Już pod sam koniec rozmowy Bromberg zupełnie przypadkowo zauważył „znamię”. To znamię nie mające, jak się wydawało, żadnego związku ze sprawą utkwiło w mózgu Bromberga. Młody człowiek już dawno sobie poszedł. Bromberg zdążył już zadać kilka pytań WMI, porozmawiano z dwoma czy trzema specjalistami na temat małżonków Dymok (bez rezultatu), ale ten przeklęty znak w żaden sposób nie chciał mu wyjść z głowy. Bromberg był absolutnie pewien, że taki znak już kiedyś widział, a po drugie nie opuszczało go wrażenie, że o tym znaku albo o czymś, co ma z nim związek, napomknięto w czasie jego rozmowy z Aleksandrem Dymokiem. I dopiero wtedy, kiedy zrekonstruował w pamięci całą rozmowę słowo po słowie, dotarł wreszcie do sarkofagu, przypomniał sobie detonatory i wtedy olśniło go — zrozumiał, kim naprawdę jest Aleksander Dymok.
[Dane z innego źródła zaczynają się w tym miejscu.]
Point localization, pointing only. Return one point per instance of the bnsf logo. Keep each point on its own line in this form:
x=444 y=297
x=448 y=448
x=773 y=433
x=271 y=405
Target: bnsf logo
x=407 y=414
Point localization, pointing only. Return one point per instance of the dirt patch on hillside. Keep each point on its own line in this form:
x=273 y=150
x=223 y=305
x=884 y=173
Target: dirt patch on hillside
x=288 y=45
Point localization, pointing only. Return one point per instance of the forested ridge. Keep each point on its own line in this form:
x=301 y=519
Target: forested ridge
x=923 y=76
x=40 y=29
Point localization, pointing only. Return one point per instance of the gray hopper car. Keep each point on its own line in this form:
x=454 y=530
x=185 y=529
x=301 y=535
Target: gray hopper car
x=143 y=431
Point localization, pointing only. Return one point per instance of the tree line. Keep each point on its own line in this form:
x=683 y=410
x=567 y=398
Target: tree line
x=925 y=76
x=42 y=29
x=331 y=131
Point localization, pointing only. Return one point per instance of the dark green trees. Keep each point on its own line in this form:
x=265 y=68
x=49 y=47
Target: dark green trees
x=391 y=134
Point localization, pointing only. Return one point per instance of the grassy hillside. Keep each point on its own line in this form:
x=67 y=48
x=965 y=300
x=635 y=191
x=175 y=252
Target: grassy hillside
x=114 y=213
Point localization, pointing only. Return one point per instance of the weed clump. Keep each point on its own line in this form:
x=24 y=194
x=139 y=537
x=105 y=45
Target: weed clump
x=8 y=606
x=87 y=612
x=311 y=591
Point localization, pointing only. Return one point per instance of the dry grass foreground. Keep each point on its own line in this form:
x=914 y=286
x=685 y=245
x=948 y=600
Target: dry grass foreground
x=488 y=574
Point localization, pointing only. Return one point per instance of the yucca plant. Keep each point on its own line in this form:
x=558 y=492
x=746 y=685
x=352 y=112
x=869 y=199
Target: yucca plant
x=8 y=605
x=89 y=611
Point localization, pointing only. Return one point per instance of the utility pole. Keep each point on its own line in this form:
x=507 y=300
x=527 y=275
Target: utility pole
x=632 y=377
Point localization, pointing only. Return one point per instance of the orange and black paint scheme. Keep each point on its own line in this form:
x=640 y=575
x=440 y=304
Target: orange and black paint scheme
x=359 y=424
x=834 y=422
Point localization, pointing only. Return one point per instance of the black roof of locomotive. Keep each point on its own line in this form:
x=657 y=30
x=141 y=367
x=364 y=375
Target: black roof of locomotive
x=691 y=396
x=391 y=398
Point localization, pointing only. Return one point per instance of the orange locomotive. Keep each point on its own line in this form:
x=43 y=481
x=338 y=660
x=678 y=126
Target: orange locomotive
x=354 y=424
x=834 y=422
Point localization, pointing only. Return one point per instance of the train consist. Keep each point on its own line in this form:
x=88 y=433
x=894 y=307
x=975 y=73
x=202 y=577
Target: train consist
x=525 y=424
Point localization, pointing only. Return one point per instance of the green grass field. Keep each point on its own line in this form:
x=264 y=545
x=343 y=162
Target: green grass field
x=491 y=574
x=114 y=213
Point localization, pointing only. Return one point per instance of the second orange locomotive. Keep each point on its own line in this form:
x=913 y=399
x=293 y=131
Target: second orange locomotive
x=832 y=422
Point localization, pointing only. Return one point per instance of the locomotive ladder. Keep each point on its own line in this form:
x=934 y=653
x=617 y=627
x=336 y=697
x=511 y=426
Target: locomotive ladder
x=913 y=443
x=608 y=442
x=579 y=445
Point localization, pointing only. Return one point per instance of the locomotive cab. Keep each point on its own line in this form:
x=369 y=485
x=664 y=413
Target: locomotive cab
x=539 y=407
W pierwszym odruchu chciał natychmiast zadzwonić do swojego gościa i zawiadomić go, że tajemnica jego pochodzenia została odkryta. Ale właściwa jemu, Brombergowi, naukowa rzetelność, domagała się pewności absolutnej, nie dopuszczającej żadnych wątpliwości. Dlatego najpierw zadzwonił do Muzeum…

— Jasne — powiedział Ekscelencja posępnie. — Dziękuję ci, Izaak. A więc on teraz już wie o sarkofagu…

— A dlaczego nie miałby o nim wiedzieć? — z oburzeniem zapytał Bromberg.

— Rzeczywiście — powoli odpowiedział Ekscelencja. — Dlaczego nie?